Collin Wilkins

Posted on Jun 1 • Originally published at collinwilkins.com

What Is an AI Agent Harness?

#productivity #ai #programming #devtools

This is for people trying to understand the infrastructure around large language models: Claude Code, Codex, Cursor, LangGraph, MCP servers, repo instructions, permissions, hooks, and all the agent plumbing that has popped up.

The short answer:

The model is the brain. The harness is the operating environment that makes the brain useful.

Or shorter:

Models generate answers. Harnesses generate trust.

Start with the agent

At the simplest level, an AI agent is a model inside a loop:

You give it a task
The model thinks about what to do
It answers or calls a tool
The tool does something
The result goes back to the model
The loop repeats until the task is done

That loop can be a few dozen lines of code or a whole product with permissions, memory, tools, logs, tests, and UI around it. The loop is the seed. The harness is what makes it safe and useful in real work.
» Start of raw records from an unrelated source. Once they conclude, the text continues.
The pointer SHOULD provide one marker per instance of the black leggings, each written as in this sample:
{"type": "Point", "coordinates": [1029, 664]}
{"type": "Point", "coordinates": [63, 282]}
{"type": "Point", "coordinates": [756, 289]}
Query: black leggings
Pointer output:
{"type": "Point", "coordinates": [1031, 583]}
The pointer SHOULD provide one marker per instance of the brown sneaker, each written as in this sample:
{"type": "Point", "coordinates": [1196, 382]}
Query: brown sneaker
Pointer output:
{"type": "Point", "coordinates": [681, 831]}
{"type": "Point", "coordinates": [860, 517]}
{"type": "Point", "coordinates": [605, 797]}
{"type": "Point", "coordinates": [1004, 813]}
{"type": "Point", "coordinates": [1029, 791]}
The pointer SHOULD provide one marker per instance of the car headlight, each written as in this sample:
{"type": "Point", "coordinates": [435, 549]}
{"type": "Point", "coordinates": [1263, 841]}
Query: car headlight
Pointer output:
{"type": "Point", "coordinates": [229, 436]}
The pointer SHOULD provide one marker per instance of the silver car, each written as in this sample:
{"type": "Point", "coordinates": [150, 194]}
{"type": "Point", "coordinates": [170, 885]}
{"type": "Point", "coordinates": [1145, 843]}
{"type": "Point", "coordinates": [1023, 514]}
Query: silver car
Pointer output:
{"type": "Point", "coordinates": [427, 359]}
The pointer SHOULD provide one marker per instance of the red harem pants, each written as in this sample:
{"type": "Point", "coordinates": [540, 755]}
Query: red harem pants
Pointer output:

Same model, different results

The easiest mistake with agents is blaming the model for everything. Sometimes the model really is the problem but it often isn't.

The same model and task can produce different output because agents are probabilistic plus the environment changes what the model sees, what it can do, how it gets checked, and when it is allowed to stop.

One setup produces a clean pull request, runs the tests, catches the edge case, and leaves a useful summary.

While another edits the wrong file, forgets the project conventions, says "done" without verification, and hands you a pile of slop.

A better model can help, a better harness narrows the variance.

Model vs. agent vs. harness

People blur these words together, so separate them first.

Term	Plain-English meaning	Example
Model	The brain that predicts, reasons, and writes	Claude, GPT, Gemini
Agent	The model plus a loop that lets it act	Claude Code fixing a bug
Harness	The system around the agent that guides and checks the work	Instructions, tools, memory, tests, hooks
Tool	Something the agent can use	Shell, browser, file search, calculator, MCP server
Memory	Context that survives beyond one prompt	`CLAUDE.md`, `AGENTS.md`, project memory, handoff notes

If you only remember one line:

A model thinks. An agent acts. A harness keeps the agent from acting like an idiot.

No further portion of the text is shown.